At the moment, the cars used in the experiment followed the pre-planned path, but the company expresses its confidence in developing technology that would make it possible for a car to follow paths without extensive prior preparation. This helps to give independence to persons with driving difficult and disabilities.
The development of the technology was inspired by the determination of the company to develop a car that would assist persons with disabilities independence to drive. The blind and other persons with disabilities that make driving difficult or impossible are specifically targeted by this car. In addition to assisting the disabled persons, the technology has cost-reducing implications both to the governments and individuals with the opportunity to scale.
For example, the technology features potential that can help to enhance the capacity and efficiency through allowing cars to drive at close distance without causing any major accidents. The technology also has the potential for automating more efficient routes that would in turn help in effective decongestion of urban arteries, while at the same time reducing the amount of carbon dioxide released to the atmosphere and the cash spent on gasoline. According to Sebastian Thrun, the car can create a significant economic difference regarding the fuel and time saved through avoiding common mistakes and negligence experienced on the roads.
Over time, Google is expecting their cars to become more efficient through developing innovative tools with higher ability to interpret information required to help in understanding navigation paths. The maps will be updated using sensory input, thereby, making it possible t navigate efficiently in uncharted routes.
In preparation to welcome this technology, Nevada made laws in June 2011 that would allow the use of the driverless cars in the state. These regulations took effect in the state since 1st March 2012. Google has been advocating for the creation of a rule that would allow these cars to be used alongside other vehicles.

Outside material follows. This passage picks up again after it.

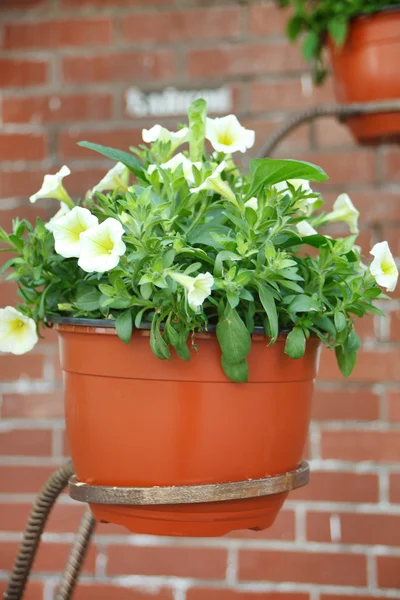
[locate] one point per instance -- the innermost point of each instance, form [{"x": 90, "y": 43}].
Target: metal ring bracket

The system integrates information acquired from the Google Street View and the artificial intelligence software that brings together input from video cameras mounted in the car, radar sensors in front of the car LODAR sensors mounted on the car and the position sensors mounted on the back wheels and helps in locating the position of the car on the map. The system has been mounted on various car models and tested whether they have excellent performance. The tests done on the cars that were released on the streets had limited human intervention.
The team has tested at least eight different kinds of cars that include: six Toyota Prius, a Lexus RX450h, and Audi TT. In the cars being tested were dozens of drivers with clean driving record and Google’s engineer on the co-driver seat. The test drive was conducted in the San Francisco’s Lombard Street that is famous for steep hairpin corners and through the city traffic.
The automobile moves at the speed stored in its maps. It is also capable of keeping its distance from other cars ahead of it with the help of sensors mounted on it. There is as well an override program that allows a human to take control of the car such as pressing the turning the wheel or stepping on the brake, just like the cruising controls already mounted in the car.
Although Google has not yet started developing the technology for commercial purposes, it hopes to pioneer technology that it can later sell to the automobile manufacturers.